Wednesday 25 August 2010

Cormorant or Shag?

There was a Cormorant (or Shag) in close on the high tide this morning. We normally only see them far out in the bay but this one was within 20 metres of the shoreline, bobbing gently on a steely-coloured, lightly-rippling sea. It didn't hang around for long: it's large black wings carrying it off across the water using a slow "ground-effect" flying technique similar to that of a Heron.

I can't tell Cormorants and Shags apart. On a grey morning like this morning, even with binoculars, it's hard to pick out the differences. So, I've done a bit of research on Wikipedia and I now think that it's most likely that we have been seeing Cormorants Phalacrocorax carbo. They are larger and less uniformly black in their summer plumage than Shags Phalacrocorax aristotelis. There still seems to be some confusion about the naming though, with Phalacrocorax carbo being known as "Great Black Cormorant" in much of Europe but "Black Shag" in New Zealand.

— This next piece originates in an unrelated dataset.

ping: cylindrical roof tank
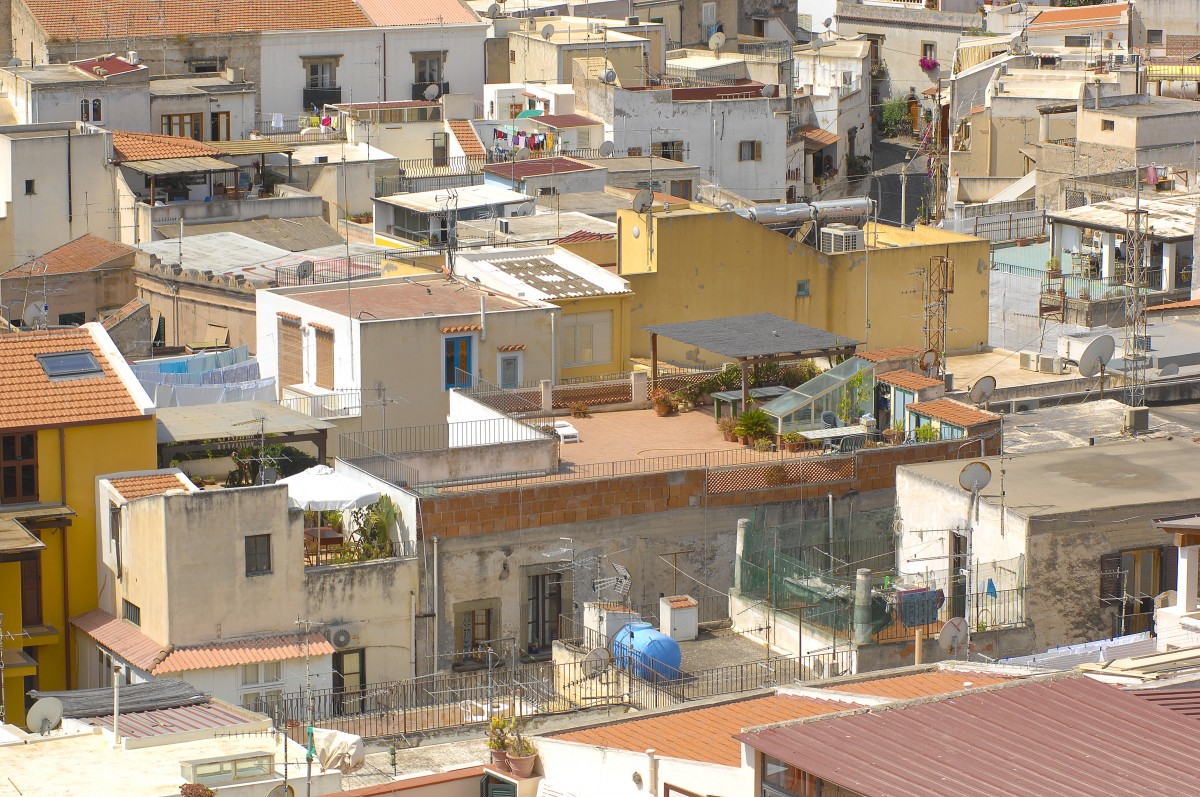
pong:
[612,623,683,681]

The sun has just burst through the clouds and begun playing clicky-havoc with our black plastic guttering. I might, after all, be able to tackle the expanse of docken-infested fecundity which our lawn has become of late.

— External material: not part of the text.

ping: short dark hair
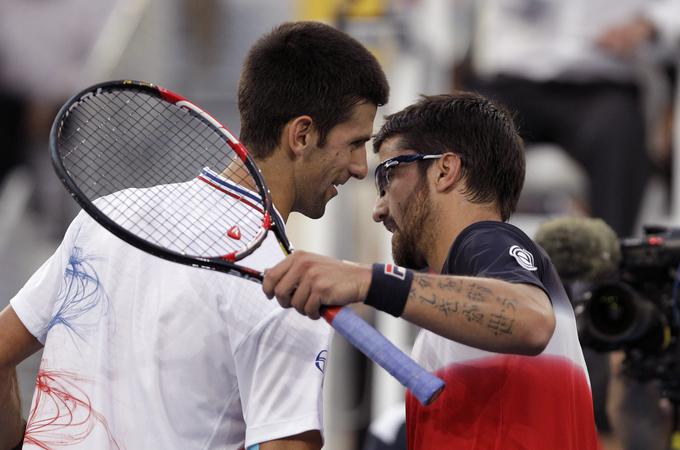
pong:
[238,22,389,159]
[373,92,525,221]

I should mention the spectacular very-nearly-full moon we watched last night. At first it was completely masked by clouds but it gradually emerged from the rust/blood-coloured plume to shine onto the bay in all its cold-gleaming glory. We admired it through binoculars before turning the lenses towards Jupiter - the only other naked-eye visible object in the sky last night. We were just able to make out the pinprick of a moon, probably Ganymede.